I giovani non si fidano più degli atenei italiani. Crollo delle immatricolazioni. In calo gli investimenti.
Negli ultimi dieci anni però si assiste ad una netta controtendenza. «In un mercato del lavoro condizionato dalle reti di relazioni e dalla prevalenza di canali informali di reclutamento, l’indagine testimonia che nel corso della recessione la mobilità sociale non è certo migliorata: la crisi occupazionale ha colpito maggiormente chi proviene da contesti meno favoriti, ingessando ancor di più la struttura sociale del Paese», è stato il commento del professor Francesco Ferrante. Parlava al convegno che a maggio si è svolto sul XVII Rapporto AlmaLaurea, “Profilo e la Condizione occupazionale dei laureati”all’Università Bicocca di Milano. «Tra il 2006 e il 2014 il tasso di occupazione dei giovani provenienti da famiglie meno favorite si è ridotto di 10 punti percentuali, a fronte di una riduzione di tre punti per i giovani provenienti dalle famiglie più favorite».

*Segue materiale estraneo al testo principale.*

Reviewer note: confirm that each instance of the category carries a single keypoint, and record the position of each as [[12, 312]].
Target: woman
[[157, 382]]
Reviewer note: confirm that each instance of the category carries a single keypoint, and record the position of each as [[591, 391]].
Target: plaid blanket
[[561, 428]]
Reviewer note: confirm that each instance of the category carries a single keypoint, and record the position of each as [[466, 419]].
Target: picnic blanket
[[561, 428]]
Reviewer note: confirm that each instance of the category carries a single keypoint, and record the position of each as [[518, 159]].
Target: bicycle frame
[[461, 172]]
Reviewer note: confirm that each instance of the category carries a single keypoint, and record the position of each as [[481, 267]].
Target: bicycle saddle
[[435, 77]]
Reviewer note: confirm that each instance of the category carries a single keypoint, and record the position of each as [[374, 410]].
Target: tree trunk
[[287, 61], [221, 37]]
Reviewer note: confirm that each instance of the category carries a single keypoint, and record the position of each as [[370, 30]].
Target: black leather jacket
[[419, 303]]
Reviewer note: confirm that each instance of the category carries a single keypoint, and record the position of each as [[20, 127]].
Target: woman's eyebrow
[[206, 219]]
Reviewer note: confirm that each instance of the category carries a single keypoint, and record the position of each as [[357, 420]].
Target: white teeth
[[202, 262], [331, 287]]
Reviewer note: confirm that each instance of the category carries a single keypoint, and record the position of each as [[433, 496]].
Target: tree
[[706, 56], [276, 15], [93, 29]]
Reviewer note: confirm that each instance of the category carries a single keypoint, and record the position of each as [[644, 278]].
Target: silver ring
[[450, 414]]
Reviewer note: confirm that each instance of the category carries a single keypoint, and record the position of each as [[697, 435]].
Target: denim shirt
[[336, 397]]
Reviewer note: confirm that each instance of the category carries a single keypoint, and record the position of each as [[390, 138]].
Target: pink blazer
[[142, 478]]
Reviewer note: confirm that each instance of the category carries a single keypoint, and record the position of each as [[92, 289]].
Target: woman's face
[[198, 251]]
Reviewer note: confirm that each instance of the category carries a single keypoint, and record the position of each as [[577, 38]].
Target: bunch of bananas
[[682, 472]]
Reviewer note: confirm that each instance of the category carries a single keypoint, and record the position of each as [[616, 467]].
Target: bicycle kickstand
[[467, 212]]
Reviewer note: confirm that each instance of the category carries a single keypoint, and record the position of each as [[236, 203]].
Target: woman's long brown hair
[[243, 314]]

Le retribuzioni dei laureati provenienti da famiglie con laureati sono scese del 13%, quelle di chi ha famiglie con licenza elementare del 20%
Una dinamica simile si è registrata anche per le retribuzioni reali, diminuite tra il 2006 e il 2014 del 13% per i laureati provenienti da famiglie dove almeno uno dei genitori è in possesso di laurea; la discesa per chi proviene dalle famiglie in possesso di licenza elementare è stata invece del 20 per cento. Di conseguenza l’appetibilità degli studi universitari, soprattutto per i giovani provenienti da questi contesti, ne ha risentito e rischia di affievolire ulteriormente il ruolo dell’istruzione avanzata come ascensore sociale. Quella che viene sempre definita “morte dell’università” è sempre di più un dato strutturale: le iscrizioni all’università sono in decrescita, di anno in anno. Nel 2013 fece scalpore il dato dei 58.000 immatricolati in meno rispetto al decennio precedente. Ma non bisogna fermarsi al solo crollo delle immatricolazioni. Infatti, fra il 2015 e il 2014 si sono registrate quasi 70.000 iscrizioni in meno (45.000 solo al Sud); e nel 2014 si registrava un calo rispetto al 2013 di oltre 32.000 iscritti (dato fornito dall’Anagrafe nazionale degli studenti universitari elaborata dal Miur).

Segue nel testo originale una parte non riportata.